Нет, вовсе не такой состоялся у нас разговор.

Она подошла на цыпочках, стараясь не ставить каблуки на пол. Шла так, будто пол под ней качался. Остановилась, всмотрелась в мое лицо. Обнаружила, что нос свернут на сторону.

– Леша, что случилось?

Я непроизвольно икнул от проглоченного смешка. Мне стало невероятно смешно, когда я представил, как сейчас начну рассказывать ей в подробностях, что со мной случилось. Совсем как в детстве, когда приходил домой в ссадинах и в порванной одежде.

– Мам, этого тебе лучше не знать.

– Как же, Леша? Я ведь…

– Ну тогда мне лучше этого не рассказывать.

– Я ведь твоя мать…

Мы препирались так еще какое-то время.
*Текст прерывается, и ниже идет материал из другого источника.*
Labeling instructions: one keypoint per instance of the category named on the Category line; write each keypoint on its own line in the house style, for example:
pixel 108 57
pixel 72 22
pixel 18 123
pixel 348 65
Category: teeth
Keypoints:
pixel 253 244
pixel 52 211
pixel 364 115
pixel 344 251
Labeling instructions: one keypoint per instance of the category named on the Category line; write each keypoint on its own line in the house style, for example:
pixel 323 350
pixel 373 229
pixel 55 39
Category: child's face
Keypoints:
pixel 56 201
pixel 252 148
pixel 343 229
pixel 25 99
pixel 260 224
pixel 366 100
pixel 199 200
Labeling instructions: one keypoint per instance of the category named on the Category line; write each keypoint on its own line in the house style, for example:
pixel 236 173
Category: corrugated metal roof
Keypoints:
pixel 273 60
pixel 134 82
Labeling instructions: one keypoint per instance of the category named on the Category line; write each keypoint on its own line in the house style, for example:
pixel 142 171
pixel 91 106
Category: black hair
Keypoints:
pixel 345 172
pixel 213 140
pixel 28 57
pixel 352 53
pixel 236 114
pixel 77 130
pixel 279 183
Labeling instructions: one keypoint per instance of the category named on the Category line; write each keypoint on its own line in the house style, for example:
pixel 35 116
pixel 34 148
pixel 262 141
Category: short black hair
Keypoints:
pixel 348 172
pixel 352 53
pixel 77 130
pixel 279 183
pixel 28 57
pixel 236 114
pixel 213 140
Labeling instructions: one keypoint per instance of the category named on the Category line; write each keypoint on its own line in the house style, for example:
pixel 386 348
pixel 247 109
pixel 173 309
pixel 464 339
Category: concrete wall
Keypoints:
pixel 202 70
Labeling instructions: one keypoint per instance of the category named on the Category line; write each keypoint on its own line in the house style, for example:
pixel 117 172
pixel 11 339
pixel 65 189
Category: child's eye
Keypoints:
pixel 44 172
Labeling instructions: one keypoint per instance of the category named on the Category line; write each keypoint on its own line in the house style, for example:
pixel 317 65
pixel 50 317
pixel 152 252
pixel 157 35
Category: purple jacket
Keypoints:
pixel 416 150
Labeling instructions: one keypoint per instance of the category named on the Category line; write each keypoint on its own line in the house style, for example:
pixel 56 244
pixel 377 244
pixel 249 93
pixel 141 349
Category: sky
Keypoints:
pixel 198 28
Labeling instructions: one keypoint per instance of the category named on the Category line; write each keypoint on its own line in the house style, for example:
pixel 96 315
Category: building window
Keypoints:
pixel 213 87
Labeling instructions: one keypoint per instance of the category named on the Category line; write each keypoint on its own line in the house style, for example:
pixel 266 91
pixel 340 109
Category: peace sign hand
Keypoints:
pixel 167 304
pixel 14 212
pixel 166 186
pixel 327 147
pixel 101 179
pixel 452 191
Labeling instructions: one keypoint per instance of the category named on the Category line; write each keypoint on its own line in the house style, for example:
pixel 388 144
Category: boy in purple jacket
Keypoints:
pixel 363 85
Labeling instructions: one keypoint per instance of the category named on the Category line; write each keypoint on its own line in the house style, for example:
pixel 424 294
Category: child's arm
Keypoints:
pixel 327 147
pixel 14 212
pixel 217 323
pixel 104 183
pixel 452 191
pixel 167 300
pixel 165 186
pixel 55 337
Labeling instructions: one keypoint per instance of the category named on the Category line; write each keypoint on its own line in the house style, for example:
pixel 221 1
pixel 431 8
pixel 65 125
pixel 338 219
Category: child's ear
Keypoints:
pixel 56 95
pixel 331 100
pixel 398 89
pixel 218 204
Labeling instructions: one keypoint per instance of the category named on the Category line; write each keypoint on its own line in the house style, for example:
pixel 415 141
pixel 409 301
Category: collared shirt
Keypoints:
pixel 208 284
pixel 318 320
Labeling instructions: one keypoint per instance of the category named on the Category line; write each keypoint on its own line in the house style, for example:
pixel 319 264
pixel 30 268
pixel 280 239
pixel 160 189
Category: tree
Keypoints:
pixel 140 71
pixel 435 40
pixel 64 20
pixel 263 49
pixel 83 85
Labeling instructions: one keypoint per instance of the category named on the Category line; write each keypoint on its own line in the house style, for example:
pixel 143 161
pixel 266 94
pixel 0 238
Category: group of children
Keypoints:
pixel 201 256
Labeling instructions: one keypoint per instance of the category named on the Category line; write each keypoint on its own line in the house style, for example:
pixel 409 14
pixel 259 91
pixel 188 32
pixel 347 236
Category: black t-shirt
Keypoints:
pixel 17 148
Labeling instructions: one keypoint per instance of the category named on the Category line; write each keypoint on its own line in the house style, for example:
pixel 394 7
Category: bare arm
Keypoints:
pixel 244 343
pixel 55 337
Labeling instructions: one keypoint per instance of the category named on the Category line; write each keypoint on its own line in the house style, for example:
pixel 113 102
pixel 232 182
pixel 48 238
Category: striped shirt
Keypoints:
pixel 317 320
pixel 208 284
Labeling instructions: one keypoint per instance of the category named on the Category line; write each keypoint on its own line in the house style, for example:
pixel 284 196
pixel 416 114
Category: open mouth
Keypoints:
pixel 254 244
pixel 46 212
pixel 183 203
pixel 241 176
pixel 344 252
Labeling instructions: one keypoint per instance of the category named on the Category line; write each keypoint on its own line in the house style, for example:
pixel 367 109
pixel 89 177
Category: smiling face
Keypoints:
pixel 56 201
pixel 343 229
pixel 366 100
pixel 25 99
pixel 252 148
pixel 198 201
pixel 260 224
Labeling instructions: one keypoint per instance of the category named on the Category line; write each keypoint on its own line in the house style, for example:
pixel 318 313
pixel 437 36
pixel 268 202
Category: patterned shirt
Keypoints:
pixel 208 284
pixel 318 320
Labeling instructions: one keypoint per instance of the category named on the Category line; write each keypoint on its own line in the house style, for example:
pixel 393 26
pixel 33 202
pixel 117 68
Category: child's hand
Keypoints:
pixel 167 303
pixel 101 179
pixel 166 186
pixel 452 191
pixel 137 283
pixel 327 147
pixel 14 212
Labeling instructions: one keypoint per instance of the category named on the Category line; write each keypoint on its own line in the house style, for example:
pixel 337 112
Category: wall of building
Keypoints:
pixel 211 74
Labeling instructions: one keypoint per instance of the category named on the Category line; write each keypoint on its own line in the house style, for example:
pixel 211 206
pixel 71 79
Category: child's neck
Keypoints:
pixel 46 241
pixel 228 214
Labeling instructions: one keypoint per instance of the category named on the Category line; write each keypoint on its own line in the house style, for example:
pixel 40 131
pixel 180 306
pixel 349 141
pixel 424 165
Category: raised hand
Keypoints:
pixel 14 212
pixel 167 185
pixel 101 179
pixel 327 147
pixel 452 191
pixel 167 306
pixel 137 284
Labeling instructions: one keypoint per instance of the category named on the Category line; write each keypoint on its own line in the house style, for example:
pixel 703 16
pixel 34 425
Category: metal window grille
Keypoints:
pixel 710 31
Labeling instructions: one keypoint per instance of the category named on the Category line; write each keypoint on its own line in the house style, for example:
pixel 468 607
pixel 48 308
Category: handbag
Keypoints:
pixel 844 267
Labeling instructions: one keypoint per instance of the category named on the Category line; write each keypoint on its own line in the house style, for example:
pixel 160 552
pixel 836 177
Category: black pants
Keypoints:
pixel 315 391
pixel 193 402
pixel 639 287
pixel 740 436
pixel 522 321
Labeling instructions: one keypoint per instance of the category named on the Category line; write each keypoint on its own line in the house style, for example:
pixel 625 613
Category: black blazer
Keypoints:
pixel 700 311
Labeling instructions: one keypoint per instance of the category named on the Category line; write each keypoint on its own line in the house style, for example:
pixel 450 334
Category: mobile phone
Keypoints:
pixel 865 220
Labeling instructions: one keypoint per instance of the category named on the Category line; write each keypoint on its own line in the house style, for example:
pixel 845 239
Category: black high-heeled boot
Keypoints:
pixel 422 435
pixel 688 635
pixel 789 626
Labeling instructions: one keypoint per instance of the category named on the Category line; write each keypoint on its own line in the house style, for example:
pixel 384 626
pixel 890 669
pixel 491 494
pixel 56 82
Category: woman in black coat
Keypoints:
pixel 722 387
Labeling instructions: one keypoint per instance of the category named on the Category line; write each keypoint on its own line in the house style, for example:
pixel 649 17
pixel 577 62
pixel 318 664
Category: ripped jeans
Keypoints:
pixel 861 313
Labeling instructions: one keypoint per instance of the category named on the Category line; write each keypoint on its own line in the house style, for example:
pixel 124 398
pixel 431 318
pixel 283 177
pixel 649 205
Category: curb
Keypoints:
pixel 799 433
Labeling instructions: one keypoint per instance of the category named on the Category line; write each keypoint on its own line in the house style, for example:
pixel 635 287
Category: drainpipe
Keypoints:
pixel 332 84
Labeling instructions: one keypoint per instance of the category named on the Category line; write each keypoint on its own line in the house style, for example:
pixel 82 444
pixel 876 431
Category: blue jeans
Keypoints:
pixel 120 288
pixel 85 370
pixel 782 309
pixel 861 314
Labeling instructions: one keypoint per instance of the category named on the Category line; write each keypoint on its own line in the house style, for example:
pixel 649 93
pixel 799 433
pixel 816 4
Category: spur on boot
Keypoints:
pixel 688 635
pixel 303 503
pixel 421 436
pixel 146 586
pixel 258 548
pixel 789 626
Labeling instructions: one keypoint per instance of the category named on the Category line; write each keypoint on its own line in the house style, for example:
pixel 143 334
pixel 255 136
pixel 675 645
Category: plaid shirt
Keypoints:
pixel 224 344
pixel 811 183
Я вдруг вспомнил, как в детстве кричал на нее и обзывал множеством обидных слов, когда она запрещала мне что-нибудь. И старался кричать погромче, чтобы слышно было соседям – я прекрасно понимал, что им слышно. Соседи, встречаясь с нами в лифте, качали головами и говорили: «Разве так можно на маму? Вы бы отдали его в детдом на недельку, шелковый станет». И однажды она сказала, что обязательно так и сделает, отдаст, вот только нужно адрес узнать. После этого, ссорясь с ней, я каждый раз требовал, чтобы она наконец выяснила адрес и отдала меня в детдом. Во время очередной нашей ссоры она вдруг села на пол, прямо там, где стояла, как-то по-детски вытянув прямые ноги – и расплакалась. «Я же твоя мать», – все повторяла она сквозь слезы. И я сказал: «К сожаленью!».

– Сильно болит?

– Нет. Особо и не болело. Только когда тампоны совали. Их потом вытаскивают, и тогда больно. А так нет.

– Почему ты не звонил, Леша?

– Мам, я сейчас, честное слово, не буду об этом говорить.

– Мне позвонили, говорят, ты тут уже четыре дня лежишь, сотрясение. Врач хочет меня видеть. А мне говорят, он только к вечеру будет.

– Лечащий, что ли? Так он просто денег хотел за лекарства какие-то. Можешь оставить, я отдам.

– Тебе поесть принести? Я не успела, сразу сюда. Денег привезла, как знала, все сняла со счета и привезла.